Snap Shutter and Mane Allgood exchanged a worried look.
"Crikey! Your friend seems a little bunta, Scoot," said Snap. "I'm thinkin' maybe we should cut our visit short."
He looked to his wife for confirmation, who nodded quickly. Scootaloo's face fell again.
"Don't worry, dear," said Mane. "We'll be back in...eh..."
She trailed off.
"...we'll be back as soon as we can, love," finished Snap.
"Right," agreed Mane.
Snap gave a light nod, and the two of them began to hurriedly make their way back through the crowd.
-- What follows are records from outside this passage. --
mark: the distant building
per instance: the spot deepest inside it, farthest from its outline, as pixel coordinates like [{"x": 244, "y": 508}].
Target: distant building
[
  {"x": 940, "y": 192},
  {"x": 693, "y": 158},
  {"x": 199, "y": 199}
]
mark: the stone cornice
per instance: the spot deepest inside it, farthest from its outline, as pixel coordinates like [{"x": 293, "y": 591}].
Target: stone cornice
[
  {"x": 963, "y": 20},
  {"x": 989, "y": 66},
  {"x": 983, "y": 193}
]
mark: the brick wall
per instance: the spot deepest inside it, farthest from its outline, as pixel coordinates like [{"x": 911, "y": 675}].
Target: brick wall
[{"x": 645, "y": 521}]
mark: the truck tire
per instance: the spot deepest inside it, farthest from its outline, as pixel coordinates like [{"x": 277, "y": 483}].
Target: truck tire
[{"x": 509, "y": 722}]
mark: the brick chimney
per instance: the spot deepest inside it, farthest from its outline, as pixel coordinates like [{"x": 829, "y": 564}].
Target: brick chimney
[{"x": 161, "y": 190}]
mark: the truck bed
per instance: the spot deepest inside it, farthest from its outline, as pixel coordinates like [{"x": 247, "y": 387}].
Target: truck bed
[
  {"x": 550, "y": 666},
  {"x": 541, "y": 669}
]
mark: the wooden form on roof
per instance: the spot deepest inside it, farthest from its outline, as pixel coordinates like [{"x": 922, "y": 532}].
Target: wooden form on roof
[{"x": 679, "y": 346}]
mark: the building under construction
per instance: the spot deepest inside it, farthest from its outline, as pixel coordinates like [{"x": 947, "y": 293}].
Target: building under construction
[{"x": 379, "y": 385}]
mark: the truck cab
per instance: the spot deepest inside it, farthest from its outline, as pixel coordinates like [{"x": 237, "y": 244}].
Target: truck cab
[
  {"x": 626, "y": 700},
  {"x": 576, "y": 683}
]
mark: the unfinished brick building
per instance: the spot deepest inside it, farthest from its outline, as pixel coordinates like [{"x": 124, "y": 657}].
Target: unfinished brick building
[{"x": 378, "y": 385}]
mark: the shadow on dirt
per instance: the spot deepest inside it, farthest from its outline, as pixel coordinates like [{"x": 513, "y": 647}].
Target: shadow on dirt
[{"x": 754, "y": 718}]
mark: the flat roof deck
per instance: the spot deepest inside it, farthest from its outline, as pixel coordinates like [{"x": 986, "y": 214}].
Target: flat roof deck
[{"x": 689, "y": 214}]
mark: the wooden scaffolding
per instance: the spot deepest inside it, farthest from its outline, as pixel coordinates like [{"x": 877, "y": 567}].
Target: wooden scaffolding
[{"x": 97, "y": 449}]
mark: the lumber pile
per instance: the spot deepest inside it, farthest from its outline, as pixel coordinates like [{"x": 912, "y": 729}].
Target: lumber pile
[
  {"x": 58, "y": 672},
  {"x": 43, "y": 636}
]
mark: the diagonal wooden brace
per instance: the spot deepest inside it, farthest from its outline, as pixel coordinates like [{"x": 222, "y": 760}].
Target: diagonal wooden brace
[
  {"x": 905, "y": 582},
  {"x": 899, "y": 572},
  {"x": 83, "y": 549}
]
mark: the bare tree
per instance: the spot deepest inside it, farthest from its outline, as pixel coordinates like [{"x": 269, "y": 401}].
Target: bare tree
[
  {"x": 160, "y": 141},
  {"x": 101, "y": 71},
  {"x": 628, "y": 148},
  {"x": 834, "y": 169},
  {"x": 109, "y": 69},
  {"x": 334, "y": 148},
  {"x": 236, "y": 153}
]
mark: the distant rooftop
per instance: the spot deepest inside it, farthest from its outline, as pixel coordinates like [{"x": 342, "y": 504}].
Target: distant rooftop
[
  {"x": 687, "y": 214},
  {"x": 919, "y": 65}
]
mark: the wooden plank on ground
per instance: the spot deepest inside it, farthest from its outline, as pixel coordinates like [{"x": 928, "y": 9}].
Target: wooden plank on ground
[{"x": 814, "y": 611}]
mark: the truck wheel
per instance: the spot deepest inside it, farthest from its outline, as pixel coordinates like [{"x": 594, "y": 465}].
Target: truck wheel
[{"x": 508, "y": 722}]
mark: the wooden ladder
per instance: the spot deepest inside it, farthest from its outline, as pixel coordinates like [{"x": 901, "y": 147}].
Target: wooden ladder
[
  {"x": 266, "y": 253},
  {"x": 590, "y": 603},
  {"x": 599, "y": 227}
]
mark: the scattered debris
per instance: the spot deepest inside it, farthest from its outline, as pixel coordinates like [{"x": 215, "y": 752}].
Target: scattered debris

"If yeh need anythin', jes talk to yer aunts!" called Snap over his shoulder.
"Wait!" called out Scootaloo. "I don't remember where they live! Can you give me their address at least?"
"Sorry love, can't hear yeh! Best of luck to yeh though! And don't forget to patch up that hole with some Flex Sealâ„¢!"
The two of them disappeared into the crowd. Scoot stood staring at the empty space where they had been for a few seconds. Then, she turned to her friends, puffing her chest out proudly.
"See?" she said, in a rather smug tone. "I told you I had parents!"
Author's Note
Fact: Scootaloo's canonical family sucks worse than the crippled orphan backstory the fandom gave her.